The Eagle Ford Shale continues to be the "darling" of the industry.  A paper was presented to the Society of Petroleum Engineers in October, 2012, that presents some interesting statistics.  Based on the current TMS results, I believe that the EUR's are very competitive.  It's interesting to note that the author concludes that the longer laterals didn't produce the best results.  EOG's TMS lateral lengths might be on track. 

Abstract 
"Although the Eagle Ford shale is early in its history, the study provides a comprehensive examination of per well recovery and decline data in the South Texas trend using the latest production information up to early 2012.  Individual forecasts of the estimated ultimate recovery (EUR) were made for more than 1,000 horizontal wells in the South Texas Eagle Ford shale trend and statistics were developed for EUR in the 10 primary counties where development is occurring.  The study used rate vs. time plots and  included all the producing wells in the trend which have decline data believed to be sufficient to project EUR.   Normalized decline curves were developed for each county and distributions of EUR were produced.  In addition, for a portion of the wells, correlations were made between EUR, frac size, horizontal length and the date of first production.  

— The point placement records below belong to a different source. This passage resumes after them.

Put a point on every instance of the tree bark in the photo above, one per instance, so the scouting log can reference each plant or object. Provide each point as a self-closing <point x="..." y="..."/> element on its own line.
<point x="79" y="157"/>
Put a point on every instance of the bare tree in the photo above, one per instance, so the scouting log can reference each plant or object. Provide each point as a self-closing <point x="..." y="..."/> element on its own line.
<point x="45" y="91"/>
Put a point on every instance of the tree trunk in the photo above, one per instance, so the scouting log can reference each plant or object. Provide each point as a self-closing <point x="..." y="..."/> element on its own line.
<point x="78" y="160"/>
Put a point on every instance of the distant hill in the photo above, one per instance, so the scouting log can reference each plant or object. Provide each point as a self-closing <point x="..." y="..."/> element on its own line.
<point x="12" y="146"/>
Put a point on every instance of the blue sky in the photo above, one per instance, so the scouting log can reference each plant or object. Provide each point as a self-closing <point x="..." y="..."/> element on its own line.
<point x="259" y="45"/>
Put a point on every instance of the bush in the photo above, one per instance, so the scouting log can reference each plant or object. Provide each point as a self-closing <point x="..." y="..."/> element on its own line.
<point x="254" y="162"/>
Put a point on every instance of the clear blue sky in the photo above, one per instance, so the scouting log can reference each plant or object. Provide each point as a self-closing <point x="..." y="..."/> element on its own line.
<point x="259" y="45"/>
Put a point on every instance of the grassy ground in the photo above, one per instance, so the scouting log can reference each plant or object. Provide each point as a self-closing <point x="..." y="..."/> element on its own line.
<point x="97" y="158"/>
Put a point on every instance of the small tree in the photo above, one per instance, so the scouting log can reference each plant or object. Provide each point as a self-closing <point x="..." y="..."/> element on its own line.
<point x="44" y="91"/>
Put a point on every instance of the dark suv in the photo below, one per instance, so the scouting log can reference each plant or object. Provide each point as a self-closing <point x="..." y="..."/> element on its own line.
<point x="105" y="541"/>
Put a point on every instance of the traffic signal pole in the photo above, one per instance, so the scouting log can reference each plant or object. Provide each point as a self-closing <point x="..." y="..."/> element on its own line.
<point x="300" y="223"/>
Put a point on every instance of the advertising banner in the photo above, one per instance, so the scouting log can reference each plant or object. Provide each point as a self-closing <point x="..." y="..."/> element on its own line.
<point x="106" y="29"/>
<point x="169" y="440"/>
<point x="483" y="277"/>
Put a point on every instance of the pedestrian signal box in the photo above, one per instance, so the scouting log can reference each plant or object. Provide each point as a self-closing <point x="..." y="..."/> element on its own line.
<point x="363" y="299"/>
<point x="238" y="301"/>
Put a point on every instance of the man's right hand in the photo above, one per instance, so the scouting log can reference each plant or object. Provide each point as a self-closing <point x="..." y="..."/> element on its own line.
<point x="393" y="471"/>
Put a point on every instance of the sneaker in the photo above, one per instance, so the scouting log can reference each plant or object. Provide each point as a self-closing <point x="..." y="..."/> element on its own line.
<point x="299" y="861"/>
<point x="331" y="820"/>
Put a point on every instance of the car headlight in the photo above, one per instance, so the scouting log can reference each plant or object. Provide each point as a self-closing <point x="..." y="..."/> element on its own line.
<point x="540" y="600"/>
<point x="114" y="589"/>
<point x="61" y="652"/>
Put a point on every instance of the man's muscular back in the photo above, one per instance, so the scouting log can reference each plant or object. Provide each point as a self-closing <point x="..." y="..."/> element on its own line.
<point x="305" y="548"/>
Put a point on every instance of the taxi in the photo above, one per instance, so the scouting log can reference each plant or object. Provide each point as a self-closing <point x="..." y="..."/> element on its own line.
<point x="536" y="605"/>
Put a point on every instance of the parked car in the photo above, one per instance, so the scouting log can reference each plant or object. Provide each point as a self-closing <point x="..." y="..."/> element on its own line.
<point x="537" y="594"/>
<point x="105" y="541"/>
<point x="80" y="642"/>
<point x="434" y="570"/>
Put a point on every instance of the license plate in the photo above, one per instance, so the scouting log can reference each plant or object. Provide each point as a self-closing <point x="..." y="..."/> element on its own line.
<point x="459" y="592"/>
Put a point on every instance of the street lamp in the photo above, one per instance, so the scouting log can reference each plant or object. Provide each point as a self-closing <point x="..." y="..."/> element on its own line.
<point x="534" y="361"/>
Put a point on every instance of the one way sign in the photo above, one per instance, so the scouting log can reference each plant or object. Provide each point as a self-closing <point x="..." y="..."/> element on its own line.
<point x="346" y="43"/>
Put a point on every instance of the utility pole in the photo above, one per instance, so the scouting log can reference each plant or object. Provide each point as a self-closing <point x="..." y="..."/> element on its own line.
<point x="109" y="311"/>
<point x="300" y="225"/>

The results show that for the 10 county trend, the average and median EUR per well were 206,779 barrels of oil equivalent (BOE) and 160,519 BOE, respectively.  Of the counties with more than 50 wells, the best are DeWitt (403,715 BOE) and Karnes (210,801 BOE).  Live Oak, with only 28 wells averages 248,818 BOE.  The normalized rate vs. time plots show minor hyperbolic behavior.  In fact, for all the wells in the study, the normalized oil decline was 76% and the gas 60%, with hyperbolic exponents of .25 and .40, respectively.  The wells have clearly become better since the start of horizontal drilling, but the average performance has not shown much improvement since mid-2010 even as the frac sizes became larger.  The best well performance has generally come from wells with horizontal legs in the 4,000 to 5,500 ft. range. 
The South Texas Eagle Ford shale trend is one of the most active in the US, adding approximately 100 new producing leases each month.  Although a great deal is being written about the trend, there is a lack of independent, hard data on per well reserves.  This study provides an early look at individual well ultimate recovery."

The entire paper:
http://gswindell.com/sp158207.pdf

Wednesday, January 2, 2013

EOG Keeps The Bar High

EOG has reached total depth on the Gauthier 14H-1 reaching a measured depth of 19162' (13640' TVD).  This represents the 2nd fastest TMS well drilled to date (564'/day compared to the EOG Dupuy 20H-1 at 604'/day).  This will also be the 2nd deepest completion (13640' TVD; slightly shallower than the Devon Murphy 63H-1).  The chart below compares the drilling rate of all of the TMS wells on a feet per day basis and ordered from left to right by spud date.  EOG's performance to date represents a significant development for this play.